So, its been a few days since my last post. I think I really need to get on here daily, because it was like I was hit with a million thoughts about all the things going wrong in my life, and all of the things that could be going better...they were so incessant, that I spent 1 full day in between bouts of tears over the fact that I will be having to go back to work at some point...when just a few days earlier I was absolutely fine with the situation. Why is it that one day you can be perfectly content with your life, and feel so blessed for what you have...and then the next day it feels like everything is falling apart?? Sometimes its like the world feels like its falling in on me, but I know that Im not the only one who feels this way sometimes.

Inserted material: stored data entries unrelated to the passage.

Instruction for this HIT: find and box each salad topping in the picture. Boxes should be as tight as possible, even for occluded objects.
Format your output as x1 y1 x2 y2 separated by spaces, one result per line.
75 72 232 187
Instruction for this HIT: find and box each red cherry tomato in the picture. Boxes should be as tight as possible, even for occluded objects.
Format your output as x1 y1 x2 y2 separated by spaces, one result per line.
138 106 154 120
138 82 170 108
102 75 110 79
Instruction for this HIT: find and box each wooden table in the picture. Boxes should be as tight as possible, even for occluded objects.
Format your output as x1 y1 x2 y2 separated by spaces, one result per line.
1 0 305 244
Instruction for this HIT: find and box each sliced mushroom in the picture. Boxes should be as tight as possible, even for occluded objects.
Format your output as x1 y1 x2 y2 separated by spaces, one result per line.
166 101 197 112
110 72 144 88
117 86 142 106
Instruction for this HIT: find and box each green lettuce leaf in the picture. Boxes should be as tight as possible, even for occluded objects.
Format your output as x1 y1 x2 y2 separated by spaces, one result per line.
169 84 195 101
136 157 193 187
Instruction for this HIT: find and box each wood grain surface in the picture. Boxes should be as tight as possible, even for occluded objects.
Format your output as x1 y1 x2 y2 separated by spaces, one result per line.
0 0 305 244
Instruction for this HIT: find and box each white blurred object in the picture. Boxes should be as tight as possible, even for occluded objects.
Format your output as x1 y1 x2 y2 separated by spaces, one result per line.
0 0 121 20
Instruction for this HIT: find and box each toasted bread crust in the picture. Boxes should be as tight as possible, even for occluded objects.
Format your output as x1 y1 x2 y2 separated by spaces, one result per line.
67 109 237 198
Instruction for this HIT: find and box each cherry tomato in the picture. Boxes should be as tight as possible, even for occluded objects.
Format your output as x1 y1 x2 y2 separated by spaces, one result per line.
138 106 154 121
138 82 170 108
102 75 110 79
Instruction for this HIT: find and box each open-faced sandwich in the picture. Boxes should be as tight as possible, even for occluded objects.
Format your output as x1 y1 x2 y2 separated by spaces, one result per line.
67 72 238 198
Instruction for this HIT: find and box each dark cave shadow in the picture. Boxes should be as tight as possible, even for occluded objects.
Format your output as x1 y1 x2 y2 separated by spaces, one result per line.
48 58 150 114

I seems so easy to veer away from remembering what it important, and what I have to be so thankful for...the world has a way of making you feel like you need more, like what we have isn't good enough...and if only we had the next thing on our list accomplished...then we would be TRULY happy. But that is a lie, we should be happy now...in this moment, with all that we have right now. Dont get me wrong, it is important to strive for goals...and to be motivated for the future...and we should be excited for what is to come, however, it should not cloud our judgement into thinking that we wont be happy until we reach that next level. The reality is, whatever level you get to, whatever stage you are at...there will ALWAYS be another step, another stage, another level...so that means if we are never happy until we get to the next point, we will never be satisfied.
I thought about it yesterday, there are so many things in my life to be thankful for. My amazing, bright, beautiful little boy, who is so healthy and happy...my wonderful supportive husband. We live in a free country, with so many opportunities. We have clean water to drink. My family is taken care of, we have everything we need. My husband and I both have an education. I have a great job to go back to, and I only have to work a few 1/2 days a week. I have the capacity to love, and be loved by another. I can see with my eyes, the beautiful sunsets that God gives us each night. I can smell the beautiful flowers that my husband bought for me, and I can taste the delicious food that we can afford to buy, and cook ourselves.
I have the ability to have children, and create a family. I have so many wonderful memories to think of, and share with my children. I dont have to worry when I go to bed at night if we are safe or not. I have this day, this moment to be happy with all that I have.
There are too many things in life that can steal our joy, God gave us GRACE, MERCY & PEACE. He gives us the ability to keep our joy, even when we dont deserve it. I know that whatever stage of life I am in, God with provide just enough of the three of those things to get me through. Today I pray for peace in my heart, to accept the inevitable change that is life...and to be grateful for all the wonderful blessings in my life today.